The Metropolitan Police (MPS) statement came as it emerged that Sweden's director of public prosecutions, Marianne Ny, had decided to drop the rape investigation into the Wikileaks founder. "Westminster Magistrates' Court issued a warrant for the arrest of Julian Assange following him failing to surrender to the court on the 29 June 2012.
The Metropolitan Police Service is obliged to execute that warrant should he leave the embassy," the Met Police statement said. "Whilst Mr Assange was wanted on a European Arrest Warrant (EAW) for an extremely serious offence, the MPS response reflected the serious nature of that crime. Now that the situation has changed and the Swedish authorities have discontinued their investigation into that matter, Mr Assange remains wanted for a much less serious offence," the statement said. It said the MPS will provide a level of resourcing which is proportionate to that offence.

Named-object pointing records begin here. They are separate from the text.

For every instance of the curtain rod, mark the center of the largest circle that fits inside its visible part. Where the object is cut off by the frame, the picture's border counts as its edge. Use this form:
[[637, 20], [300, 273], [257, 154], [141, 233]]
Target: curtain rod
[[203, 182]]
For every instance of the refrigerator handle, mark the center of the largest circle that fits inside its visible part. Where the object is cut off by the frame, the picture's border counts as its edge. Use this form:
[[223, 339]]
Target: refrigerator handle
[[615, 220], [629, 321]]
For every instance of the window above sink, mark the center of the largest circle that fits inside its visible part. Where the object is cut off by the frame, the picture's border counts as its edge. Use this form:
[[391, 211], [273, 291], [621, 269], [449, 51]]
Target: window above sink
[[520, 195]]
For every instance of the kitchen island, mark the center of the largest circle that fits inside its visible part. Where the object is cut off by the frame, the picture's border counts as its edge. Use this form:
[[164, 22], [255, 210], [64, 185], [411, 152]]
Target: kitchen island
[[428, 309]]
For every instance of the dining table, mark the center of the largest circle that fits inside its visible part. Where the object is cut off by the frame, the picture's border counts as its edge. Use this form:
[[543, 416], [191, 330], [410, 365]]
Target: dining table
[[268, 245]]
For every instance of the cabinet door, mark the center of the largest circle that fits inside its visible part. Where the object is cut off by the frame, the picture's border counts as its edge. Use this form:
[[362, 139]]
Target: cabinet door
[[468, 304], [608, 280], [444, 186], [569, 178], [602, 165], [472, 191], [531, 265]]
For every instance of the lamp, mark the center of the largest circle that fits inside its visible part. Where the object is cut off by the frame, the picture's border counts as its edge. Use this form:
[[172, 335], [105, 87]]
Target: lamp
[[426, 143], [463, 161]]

The Met declined to give details on its "operational plan" on Assange, who has lived in the Ecuadorean embassy in London since 2012, claiming that he fears being extradited to the US if sent to Sweden. The 45-year-old could face trial in the US over the leaking hundreds of thousands of secret US military and diplomatic documents. "Director of Public Prosecution, Marianne Ny, has today decided to discontinue the investigation regarding suspected rape (lesser degree) by Julian Assange," a brief statement from Stockholm said.
According to reports from Sweden, the Swedish prosecution has said that the decision to discontinue the investigation is not because they have been able to make a full assessment of the evidence, but because they don't see possibilities to advance the investigation.
"So we won't make any statements on the issue of guilt," the Swedish prosecution claims. Assange reacted to the news by tweeting a photo of himself smiling inside the Ecuadorian Embassy, his home for the last five years. "Focus now moves to UK," a Wikileaks spokesperson said. In a report last year, the UN had called on Swedish and British authorities to free Assange from "arbitrary detention" in a report released last year and the UK had failed to overturn the findings on appeal.